More information on statutory consultation
If you are shortlisted after the telephone assessment stage you will be invited to attend a selection day which will take place between 1 and 5 July 2019.
Alternative dates cannot be accommodated. Candidates will be asked to provide their availability at the application stage.
The selection day will comprise a role play and Skills and Abilities based interview. The interview will consist of the panel seeking evidence from you against the Skills and Abilities for the post. The overall assessment made by the panel is provided to the Commission when it makes its selection decisions.
Information about selection day, including interviews
The JAC provides reasonable adjustments to ensure that candidates with disabilities are not placed at a substantial disadvantage. We will also consider making reasonable adjustments for those suffering from short-term injury or temporary illness. Details can be found in the JAC's reasonable adjustments policy. Candidates will have the option to outline their reasonable adjustment requirements in their JAC online account.

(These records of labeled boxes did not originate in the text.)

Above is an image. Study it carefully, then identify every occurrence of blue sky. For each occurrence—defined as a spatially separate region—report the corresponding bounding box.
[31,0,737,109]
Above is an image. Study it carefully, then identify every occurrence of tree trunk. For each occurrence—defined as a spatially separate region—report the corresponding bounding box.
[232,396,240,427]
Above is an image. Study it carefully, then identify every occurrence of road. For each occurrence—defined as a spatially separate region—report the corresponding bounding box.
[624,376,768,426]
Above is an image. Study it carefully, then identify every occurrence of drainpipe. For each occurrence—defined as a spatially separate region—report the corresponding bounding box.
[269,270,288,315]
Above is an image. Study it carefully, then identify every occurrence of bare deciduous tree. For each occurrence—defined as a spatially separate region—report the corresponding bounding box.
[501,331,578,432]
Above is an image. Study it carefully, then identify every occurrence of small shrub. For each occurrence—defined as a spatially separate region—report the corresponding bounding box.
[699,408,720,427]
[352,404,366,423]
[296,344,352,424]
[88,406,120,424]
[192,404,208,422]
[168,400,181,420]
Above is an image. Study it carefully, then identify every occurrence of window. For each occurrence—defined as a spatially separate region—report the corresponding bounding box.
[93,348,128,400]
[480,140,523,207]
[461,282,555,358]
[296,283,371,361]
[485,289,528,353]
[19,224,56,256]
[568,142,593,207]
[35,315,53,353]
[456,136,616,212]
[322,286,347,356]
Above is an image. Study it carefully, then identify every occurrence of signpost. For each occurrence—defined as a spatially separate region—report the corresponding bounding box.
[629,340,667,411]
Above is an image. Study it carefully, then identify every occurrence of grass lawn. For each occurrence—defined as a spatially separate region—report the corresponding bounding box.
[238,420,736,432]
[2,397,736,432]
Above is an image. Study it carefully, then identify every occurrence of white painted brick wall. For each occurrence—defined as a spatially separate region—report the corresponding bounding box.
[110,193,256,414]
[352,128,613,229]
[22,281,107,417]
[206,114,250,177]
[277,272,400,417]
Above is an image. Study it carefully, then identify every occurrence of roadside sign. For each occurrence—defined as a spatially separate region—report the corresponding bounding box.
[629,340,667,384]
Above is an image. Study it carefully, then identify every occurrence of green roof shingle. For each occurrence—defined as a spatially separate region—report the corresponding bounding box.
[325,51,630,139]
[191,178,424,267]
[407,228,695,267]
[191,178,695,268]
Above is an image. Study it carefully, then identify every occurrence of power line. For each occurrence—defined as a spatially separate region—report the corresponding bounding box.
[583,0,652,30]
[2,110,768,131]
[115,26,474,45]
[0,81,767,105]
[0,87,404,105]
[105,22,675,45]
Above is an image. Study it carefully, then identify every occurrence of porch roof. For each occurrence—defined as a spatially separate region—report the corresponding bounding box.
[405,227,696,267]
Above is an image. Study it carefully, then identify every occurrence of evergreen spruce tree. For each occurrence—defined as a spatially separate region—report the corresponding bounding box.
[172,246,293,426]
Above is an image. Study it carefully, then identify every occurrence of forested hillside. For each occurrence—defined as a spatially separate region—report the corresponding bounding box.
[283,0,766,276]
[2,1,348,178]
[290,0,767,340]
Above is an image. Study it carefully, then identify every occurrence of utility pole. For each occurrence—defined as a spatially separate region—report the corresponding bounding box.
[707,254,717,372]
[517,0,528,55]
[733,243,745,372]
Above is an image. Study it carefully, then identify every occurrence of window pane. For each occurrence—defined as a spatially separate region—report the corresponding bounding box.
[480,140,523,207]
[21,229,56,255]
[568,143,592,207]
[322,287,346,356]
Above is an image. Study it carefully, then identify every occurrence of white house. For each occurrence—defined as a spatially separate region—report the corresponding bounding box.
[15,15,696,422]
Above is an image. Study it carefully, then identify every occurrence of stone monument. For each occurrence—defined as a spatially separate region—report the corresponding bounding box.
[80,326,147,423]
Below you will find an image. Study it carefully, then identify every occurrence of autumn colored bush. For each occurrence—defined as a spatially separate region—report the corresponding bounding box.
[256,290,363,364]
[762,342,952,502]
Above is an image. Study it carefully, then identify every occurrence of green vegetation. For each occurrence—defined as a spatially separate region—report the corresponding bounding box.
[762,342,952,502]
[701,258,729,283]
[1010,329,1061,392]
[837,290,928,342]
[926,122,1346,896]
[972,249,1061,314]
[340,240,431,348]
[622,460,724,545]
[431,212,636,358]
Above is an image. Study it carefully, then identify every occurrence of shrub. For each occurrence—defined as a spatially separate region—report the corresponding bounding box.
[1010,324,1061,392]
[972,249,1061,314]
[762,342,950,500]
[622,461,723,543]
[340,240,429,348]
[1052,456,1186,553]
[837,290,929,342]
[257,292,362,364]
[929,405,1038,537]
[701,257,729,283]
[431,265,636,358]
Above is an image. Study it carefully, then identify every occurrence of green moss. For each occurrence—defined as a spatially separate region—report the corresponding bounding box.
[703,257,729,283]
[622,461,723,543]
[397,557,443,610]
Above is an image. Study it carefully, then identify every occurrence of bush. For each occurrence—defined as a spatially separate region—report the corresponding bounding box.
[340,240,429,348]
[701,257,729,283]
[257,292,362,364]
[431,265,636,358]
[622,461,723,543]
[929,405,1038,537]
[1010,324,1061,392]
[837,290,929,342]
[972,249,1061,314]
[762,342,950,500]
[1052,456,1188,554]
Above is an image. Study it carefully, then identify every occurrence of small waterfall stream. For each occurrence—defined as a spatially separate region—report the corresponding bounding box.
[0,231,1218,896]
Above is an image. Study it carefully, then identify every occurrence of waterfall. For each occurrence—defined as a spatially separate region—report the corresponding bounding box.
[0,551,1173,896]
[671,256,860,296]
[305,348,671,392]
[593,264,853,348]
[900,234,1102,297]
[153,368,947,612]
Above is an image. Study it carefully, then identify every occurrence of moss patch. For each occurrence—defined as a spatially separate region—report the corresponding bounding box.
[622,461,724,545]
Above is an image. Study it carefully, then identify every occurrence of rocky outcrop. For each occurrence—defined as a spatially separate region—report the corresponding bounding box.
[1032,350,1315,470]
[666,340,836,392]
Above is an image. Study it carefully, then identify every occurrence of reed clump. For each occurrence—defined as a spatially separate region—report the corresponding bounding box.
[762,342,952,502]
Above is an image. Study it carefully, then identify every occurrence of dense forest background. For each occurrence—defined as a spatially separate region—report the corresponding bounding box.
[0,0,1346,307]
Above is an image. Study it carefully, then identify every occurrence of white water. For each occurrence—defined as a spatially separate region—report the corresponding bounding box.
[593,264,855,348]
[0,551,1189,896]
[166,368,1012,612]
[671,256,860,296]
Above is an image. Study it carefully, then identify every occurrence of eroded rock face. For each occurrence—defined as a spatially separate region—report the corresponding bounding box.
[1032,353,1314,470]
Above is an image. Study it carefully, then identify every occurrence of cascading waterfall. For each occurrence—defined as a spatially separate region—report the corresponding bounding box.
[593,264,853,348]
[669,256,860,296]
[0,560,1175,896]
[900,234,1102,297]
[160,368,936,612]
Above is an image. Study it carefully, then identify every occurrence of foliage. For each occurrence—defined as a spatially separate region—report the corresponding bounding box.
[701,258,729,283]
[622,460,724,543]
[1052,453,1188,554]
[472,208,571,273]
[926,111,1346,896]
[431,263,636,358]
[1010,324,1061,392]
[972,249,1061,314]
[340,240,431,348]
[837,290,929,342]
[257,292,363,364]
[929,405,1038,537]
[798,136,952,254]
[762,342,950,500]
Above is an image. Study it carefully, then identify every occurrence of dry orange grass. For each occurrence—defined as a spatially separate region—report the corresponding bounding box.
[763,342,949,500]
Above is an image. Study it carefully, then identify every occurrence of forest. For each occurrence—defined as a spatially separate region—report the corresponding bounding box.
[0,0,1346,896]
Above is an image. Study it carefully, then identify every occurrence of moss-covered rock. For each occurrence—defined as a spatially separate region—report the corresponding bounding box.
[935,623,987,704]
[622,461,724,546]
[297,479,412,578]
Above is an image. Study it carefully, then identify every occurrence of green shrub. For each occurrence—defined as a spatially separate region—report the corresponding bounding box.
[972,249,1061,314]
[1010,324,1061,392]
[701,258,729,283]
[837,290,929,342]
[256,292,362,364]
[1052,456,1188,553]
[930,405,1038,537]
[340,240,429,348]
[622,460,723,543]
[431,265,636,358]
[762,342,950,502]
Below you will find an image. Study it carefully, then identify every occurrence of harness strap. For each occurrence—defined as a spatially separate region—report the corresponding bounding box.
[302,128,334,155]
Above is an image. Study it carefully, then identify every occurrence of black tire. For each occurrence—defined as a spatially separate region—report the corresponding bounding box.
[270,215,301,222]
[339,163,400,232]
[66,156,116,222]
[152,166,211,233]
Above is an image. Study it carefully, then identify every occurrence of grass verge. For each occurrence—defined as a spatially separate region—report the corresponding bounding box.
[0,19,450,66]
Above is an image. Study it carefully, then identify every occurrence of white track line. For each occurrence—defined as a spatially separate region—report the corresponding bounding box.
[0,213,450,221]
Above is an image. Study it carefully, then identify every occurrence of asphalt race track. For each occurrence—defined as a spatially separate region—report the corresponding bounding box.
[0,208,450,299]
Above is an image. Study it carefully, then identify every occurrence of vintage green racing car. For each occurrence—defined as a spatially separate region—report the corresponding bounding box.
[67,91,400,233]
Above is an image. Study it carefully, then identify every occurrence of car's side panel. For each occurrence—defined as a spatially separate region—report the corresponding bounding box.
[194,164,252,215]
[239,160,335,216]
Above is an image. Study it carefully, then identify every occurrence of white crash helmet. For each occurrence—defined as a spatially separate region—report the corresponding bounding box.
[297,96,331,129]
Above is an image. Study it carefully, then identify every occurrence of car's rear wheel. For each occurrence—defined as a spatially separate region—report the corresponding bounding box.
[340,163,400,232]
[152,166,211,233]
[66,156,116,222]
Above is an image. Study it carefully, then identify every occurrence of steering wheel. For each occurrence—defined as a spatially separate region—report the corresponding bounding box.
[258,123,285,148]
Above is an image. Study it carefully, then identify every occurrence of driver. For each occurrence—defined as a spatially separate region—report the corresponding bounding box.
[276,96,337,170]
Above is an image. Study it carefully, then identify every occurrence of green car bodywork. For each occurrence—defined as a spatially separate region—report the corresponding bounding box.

The JAC is required to carry out character checks on all candidates whom it intends to consider for appointment. This requires your consent.
All candidates will be required to complete a digital consent form which will be included in your application form.
The Rehabilitation of Offenders Act 1974 (Exceptions) Order 1975 (Amendment) (England and Wales) Order 2016 allows for the full disclosure of all spent cautions and convictions to assess good character.
You must declare and disclose all past convictions and cautions, regardless of whether they are spent or unspent. Failure to declare any matters that come to light from the JAC's checks may prejudice the outcome of your application. Read the good character guidance before applying.
You may update the character section of your JAC profile at any time. This is your continuing responsibility throughout the process for any matter that may arise up to the point of appointment.
Conflict of interest
The JAC Commissioners are listed on the JAC website. Do not nominate a Commissioner as an assessor. You should also state in the application form if you are in any way related to or known by any of the Commissioners and give details.
The Selection and Character Committee will consider which candidates to recommend to the Appropriate Authority as set out in the Judicial Appointments Regulations 2013.
In order to consider a recommendation, the Appropriate Authority, which for this exercise is the Lord Chief Justice, may request any information that was available to the JAC in making its recommendation. Information you provide in your application or during the selection process could be passed on to the Appropriate Authority.
The Appropriate Authority can accept or reject a recommendation or ask the Commission to reconsider but may not select an alternative candidate.
Outcome of the exercise
The JAC will issue results by email to all those interviewed at the same time. We hope this will be by mid-October 2019.
If you are not successful following the selection day, you can request written feedback. You should make this request within 6 weeks of the email informing you that you have not been successful. We will aim to respond to your request within 20 working days.
Jurisdictional training and sittings will be discussed and agreed individually with successful applicants on appointment. Successful candidates will be expected to attend a 2-day residential Craft of Judging seminar soon after appointment.
Those candidates who have no prior judicial sitting experience will be invited to attend an additional 2-day Faculty Induction Seminar.